A busca pela racionalização dos julgamentos

O novo Código de Processo Civil – recentemente aprovado pelo Senado após longa discussão, iniciada em 2009, e agora sob análise presidencial – reforça duas importantes técnicas processuais na tentativa de racionalizar o julgamento de demandas repetitivas, bem como a pacificação de conflitos que envolvam questões já analisadas anteriormente pelo Judiciário.

A primeira dessas medidas é o incidente de resolução de demandas repetitivas. O nome pode ser pomposo, mas a aplicação prática é trivial. Lembremo-nos dos casos envolvendo a correção de cadernetas de poupança na época dos planos econômicos das décadas de 1980 e 1990, responsáveis pelo abarrotamento do Judiciário nos anos de 2007 e 2009. Com a técnica processual estabelecida no novo CPC, diversos casos podem ser reunidos, permitindo um julgamento mais célere.

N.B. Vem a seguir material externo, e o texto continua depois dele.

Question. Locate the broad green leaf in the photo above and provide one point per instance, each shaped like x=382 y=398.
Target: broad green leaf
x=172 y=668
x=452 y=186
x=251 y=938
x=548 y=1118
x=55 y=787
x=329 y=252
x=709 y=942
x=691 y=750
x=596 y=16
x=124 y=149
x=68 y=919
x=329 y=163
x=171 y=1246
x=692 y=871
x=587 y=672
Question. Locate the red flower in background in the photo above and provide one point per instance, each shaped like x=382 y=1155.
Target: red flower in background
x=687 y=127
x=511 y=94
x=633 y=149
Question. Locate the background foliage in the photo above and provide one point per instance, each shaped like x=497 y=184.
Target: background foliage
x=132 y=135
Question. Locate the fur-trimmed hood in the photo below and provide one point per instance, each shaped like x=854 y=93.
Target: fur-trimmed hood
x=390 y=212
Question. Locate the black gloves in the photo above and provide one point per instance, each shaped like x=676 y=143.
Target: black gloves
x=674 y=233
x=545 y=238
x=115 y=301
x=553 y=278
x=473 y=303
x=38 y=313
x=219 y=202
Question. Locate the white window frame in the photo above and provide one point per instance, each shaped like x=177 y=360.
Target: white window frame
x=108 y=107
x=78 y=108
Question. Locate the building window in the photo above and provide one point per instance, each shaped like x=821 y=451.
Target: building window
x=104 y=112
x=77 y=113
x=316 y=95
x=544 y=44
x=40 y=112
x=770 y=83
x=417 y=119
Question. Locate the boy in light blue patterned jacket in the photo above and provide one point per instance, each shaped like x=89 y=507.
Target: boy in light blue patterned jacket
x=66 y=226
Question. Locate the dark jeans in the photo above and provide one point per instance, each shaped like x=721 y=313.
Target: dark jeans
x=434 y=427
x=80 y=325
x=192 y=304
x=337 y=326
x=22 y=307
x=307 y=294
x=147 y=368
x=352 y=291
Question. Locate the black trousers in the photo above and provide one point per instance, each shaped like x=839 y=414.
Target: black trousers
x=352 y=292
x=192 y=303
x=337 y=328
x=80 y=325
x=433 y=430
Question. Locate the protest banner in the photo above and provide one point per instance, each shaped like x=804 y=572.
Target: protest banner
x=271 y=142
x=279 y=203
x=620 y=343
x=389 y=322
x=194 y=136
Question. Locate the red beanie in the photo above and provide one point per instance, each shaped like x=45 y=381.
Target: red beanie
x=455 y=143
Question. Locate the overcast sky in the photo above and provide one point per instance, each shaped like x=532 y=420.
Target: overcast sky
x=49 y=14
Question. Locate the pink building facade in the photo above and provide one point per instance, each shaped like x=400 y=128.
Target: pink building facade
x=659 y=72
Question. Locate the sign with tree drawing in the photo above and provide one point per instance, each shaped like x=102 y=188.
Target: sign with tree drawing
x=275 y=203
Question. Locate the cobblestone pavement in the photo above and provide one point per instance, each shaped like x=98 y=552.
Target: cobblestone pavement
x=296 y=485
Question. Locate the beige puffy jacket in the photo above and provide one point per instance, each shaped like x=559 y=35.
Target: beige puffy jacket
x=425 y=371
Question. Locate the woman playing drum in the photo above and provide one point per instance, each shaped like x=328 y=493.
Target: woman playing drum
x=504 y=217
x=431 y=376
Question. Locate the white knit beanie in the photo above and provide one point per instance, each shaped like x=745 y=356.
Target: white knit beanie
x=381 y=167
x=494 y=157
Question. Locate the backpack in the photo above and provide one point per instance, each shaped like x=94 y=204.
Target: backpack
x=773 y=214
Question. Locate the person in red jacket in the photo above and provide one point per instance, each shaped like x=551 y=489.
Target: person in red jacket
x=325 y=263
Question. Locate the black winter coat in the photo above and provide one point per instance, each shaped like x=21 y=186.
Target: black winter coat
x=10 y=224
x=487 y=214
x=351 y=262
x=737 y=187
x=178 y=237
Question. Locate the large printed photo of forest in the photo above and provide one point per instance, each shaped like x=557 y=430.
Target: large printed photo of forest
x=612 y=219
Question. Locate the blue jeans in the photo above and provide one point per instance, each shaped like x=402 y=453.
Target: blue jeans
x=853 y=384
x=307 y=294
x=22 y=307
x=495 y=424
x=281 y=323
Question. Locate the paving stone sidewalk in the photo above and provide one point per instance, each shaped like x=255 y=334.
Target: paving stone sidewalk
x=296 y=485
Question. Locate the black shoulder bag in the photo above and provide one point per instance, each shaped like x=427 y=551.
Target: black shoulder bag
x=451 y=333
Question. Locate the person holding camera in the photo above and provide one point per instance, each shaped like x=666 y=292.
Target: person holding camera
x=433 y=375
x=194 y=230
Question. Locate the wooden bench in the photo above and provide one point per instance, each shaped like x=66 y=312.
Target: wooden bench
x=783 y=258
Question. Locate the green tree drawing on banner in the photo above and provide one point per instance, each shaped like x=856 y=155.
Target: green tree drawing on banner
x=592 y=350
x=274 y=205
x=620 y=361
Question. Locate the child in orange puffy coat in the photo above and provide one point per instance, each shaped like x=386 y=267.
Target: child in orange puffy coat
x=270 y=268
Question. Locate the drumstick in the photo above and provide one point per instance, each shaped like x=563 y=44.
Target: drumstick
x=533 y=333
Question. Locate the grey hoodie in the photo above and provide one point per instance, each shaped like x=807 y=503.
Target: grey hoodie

Observa-se hoje, a diversidade de casos julgados, com demandantes já satisfeitos e outros tantos aguardando julgamento por Tribunais Superiores em decorrência de recursos ainda pendentes. Trata-se da pior situação para o direito – a disciplina jurídica diversa para questões jurídicas idênticas.

O novo CPC estipula circunstâncias a serem observadas pelo magistrado para garantir a aplicação dos precedentes

O novo Código de Processo Civil trata do assunto em seus artigos 973 a 984, e o objetivo é exatamente impedir ofensas à isonomia e à segurança jurídica. O incidente poderá ser suscitado em Tribunal de Justiça ou Tribunal Regional Federal e passará por exame de admissibilidade de órgão colegiado na Corte provocado. Com a admissão do incidente, haverá a suspensão dos processos individuais sobre aquela matéria, e a intimação do Ministério Público para manifestar-se.

Julgado o incidente, a tese jurídica nele delimitada será aplicada para todos os casos individuais que versem sobre a matéria, inclusive os futuros.

Trata de procedimento semelhante com aquele previsto no artigo 543-C da atual redação do Código de Processo Civil, porém, com um procedimento, nitidamente mais ágil, que aparentemente permite uma provação mais célere do Judiciário a respeito.

O inconveniente será o julgamento de improcedência do incidente. O tempo perdido nos processos individuais suspenso não terá como ser reposto. Como se vê, em prol de um sistema promotor do interesse coletivo, a pretensão individual poderá ser prejudicada. Tentando limitar esses prejuízos, a suspensão dos processos individuais ficará restrita a um ano.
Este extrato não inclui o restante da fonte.